Comparison tests also build the habit of recognizing which simpler series controls the behavior of a complicated one. That same instinct helps later with the ratio test, alternating series, and power series convergence.

Key Takeaways

• Both comparison tests require terms that are nonnegative (at least for large $n$).
• Direct comparison test: if $0 \leq a_n \leq b_n$ and $\sum b_n$ converges, then $\sum a_n$ converges; if $\sum a_n$ diverges, then $\sum b_n$ diverges.
• Limit comparison test: if $\lim_{n\to\infty}\frac{a_n}{b_n}$ is a positive finite number, then $\sum a_n$ and $\sum b_n$ either both converge or both diverge.
• Pick your comparison series by looking at the dominant term, usually the highest power of $n$ or the fastest-growing exponential.
• Common comparison series are p-series ($\sum 1/n^p$, converges for $p>1$) and geometric series ($\sum ar^n$, converges for $|r|<1$).
• Use direct comparison when a clean inequality is easy to set up, and limit comparison when the inequality is awkward but the end behavior is clear.

Comparison Test Theorems

Comparison tests are useful when a series is too messy to test directly but looks similar to a series you already know. There are two versions.

Direct Comparison Test

For two series $\sum a_n$ and $\sum b_n$ with $a_n,\ b_n \geq 0$ and $a_n \leq b_n$:

1. $\sum a_n$ converges if $\sum b_n$ converges.
2. $\sum b_n$ diverges if $\sum a_n$ diverges.

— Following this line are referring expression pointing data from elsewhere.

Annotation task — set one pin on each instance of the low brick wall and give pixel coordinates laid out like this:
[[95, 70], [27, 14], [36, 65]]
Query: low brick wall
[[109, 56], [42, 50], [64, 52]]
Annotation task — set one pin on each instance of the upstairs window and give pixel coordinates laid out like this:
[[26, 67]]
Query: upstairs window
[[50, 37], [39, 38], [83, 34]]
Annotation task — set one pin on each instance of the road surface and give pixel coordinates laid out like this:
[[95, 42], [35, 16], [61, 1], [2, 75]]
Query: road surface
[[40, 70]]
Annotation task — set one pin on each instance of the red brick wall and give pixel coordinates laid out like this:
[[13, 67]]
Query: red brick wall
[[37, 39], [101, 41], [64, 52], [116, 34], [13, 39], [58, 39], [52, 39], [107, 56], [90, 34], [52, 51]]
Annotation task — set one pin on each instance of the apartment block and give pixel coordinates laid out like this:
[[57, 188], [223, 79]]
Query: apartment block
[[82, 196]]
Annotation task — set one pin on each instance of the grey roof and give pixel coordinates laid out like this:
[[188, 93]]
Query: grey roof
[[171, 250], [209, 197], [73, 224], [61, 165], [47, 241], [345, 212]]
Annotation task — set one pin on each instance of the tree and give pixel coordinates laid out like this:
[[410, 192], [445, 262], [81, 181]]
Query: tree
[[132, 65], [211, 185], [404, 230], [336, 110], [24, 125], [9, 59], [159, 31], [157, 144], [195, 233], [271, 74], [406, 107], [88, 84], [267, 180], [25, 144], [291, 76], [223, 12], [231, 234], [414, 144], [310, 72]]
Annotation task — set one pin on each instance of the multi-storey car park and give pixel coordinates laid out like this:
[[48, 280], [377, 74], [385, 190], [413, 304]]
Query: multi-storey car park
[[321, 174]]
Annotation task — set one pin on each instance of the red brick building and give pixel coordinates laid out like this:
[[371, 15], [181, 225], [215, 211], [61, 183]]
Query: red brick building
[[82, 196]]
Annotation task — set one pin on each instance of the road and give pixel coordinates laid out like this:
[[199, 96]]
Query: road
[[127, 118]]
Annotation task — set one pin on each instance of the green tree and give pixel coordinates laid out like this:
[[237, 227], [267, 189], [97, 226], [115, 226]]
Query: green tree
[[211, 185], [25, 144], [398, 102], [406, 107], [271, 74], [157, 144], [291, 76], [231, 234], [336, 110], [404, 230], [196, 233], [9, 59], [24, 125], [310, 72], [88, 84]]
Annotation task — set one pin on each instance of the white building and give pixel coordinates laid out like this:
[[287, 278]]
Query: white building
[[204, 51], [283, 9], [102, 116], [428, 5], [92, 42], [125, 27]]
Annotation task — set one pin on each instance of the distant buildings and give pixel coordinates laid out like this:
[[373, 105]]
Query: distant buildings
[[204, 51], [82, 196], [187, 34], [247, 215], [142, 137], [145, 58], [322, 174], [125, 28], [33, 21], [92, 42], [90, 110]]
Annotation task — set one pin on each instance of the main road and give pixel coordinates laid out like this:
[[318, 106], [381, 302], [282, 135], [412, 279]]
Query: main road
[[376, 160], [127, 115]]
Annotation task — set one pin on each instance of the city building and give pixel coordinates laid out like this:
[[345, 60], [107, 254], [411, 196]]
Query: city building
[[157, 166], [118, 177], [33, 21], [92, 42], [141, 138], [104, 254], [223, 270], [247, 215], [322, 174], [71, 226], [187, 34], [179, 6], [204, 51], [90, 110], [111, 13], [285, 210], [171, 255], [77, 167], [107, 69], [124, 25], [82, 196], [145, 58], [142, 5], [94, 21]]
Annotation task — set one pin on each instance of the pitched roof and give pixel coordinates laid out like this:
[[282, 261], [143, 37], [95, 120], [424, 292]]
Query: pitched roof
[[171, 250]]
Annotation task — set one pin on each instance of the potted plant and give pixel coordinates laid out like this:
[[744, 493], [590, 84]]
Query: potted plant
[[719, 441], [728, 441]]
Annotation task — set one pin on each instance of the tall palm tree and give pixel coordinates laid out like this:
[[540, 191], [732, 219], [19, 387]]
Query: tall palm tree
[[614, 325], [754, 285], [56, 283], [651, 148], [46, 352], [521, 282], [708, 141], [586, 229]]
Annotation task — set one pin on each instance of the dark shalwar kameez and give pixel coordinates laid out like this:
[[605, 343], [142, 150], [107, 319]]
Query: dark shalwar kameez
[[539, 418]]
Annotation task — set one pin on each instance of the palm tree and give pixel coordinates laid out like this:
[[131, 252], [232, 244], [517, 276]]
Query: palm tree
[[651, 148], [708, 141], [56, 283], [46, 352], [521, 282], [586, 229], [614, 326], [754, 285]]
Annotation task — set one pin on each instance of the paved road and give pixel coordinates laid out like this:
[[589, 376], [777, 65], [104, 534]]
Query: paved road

In plain English, both series must have nonnegative terms, and your first series must be term-by-term smaller than the second. If the larger series converges, the smaller one must also converge. If the smaller series diverges, the larger one must also diverge.

Limit Comparison Test

Sometimes a clean inequality is hard to set up. In that case, use the limit comparison test. For two series $\sum a_n$ and $\sum b_n$ with $a_n,\ b_n \geq 0$, both series either converge or both diverge if

$$\lim_{n\to\infty}\frac{a_n}{b_n}$$

is positive and finite.

Here you compare end behavior instead of individual terms. If the limit were 0, then $b_n$ grows much faster than $a_n$. If the limit were $\infty$, then $a_n$ grows much faster than $b_n$. But if you get a positive, finite value (like 4), the two series behave the same way, so if one converges the other converges, and if one diverges the other diverges.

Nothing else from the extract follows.